Today I came across a two minute video on You Tube which looked that the question - Can newsletters help you beat the market? The presenter was Tom Cock who is also involved with the Sound Investing podcasts of which we are big fans. (This topic is the latest of a series of 15 videos under the banner SoundInvesting on YouTube)
In Australia, these type of newsletters include the Intelligent Investor, Huntleys, Fat Prophet and the Rivkin Report to name a few examples. They provide recommendations for subscribers as to what individual shares should be bought, held or sold.
In this video Tom looks at American research into whether if you followed the recommendations of investment newsletters you could beat the average market return. The research was conducted by Hulbert Financial Digest. (Its main business is producing a newsletter which provides a guide to all the US investment newsletters.)

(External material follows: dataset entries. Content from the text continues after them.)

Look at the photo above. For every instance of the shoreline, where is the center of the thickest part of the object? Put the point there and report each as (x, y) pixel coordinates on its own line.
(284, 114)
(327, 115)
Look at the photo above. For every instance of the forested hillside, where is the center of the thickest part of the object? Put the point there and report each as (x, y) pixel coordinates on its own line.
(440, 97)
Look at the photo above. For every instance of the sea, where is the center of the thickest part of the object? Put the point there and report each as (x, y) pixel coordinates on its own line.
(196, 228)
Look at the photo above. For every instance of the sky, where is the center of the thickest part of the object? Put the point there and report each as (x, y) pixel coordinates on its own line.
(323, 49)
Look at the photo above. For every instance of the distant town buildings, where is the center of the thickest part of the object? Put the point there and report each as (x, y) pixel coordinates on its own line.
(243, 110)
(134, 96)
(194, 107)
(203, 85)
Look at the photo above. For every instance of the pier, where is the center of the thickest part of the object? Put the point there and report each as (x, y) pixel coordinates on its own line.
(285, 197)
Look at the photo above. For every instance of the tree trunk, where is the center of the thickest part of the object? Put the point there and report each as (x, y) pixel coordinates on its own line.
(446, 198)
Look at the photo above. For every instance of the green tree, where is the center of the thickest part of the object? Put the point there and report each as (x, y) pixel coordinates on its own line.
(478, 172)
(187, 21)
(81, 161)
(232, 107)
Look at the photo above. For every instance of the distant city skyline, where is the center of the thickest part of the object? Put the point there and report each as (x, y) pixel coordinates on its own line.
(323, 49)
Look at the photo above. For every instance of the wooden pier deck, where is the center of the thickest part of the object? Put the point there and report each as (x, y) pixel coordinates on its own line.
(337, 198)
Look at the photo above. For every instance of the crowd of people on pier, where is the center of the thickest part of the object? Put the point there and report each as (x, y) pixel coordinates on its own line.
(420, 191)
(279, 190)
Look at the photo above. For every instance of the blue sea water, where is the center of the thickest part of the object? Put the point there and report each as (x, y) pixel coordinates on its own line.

Hulbert found that since 1980 there has been a high attrition rate amongst these newsletters with 100s going out of business. Of the ones that had survived, only 4 have managed to beat the average market return. Interestingly, the conclusion of the report states that most will do better buying and holding an index fund.
On a similar note, an academic study conducted by Graham and Harvey from Duke University in the USA found some uninspiring results for investment newsletters - "Market Timing Ability and Volatility Implied in Investment Newsletters' Asset Allocation Recommendations". They looked at the advice provided by a sample of 237 over the 1980-1992 period and found that only a small number appeared to have higher average returns than passive portfolios. They also tested the timing abilities of newsletters by looking at how often newsletters correctly change there asset allocation weights. Their findings were that the newsletters offered unimpressive advice.
We are not aware of any similar research in the Australian context, but there is a good chance that the same results would be replicated here.
In our opinion you would be much better served putting the subscription fee towards investing more units in a passively invested portfolio based on index funds.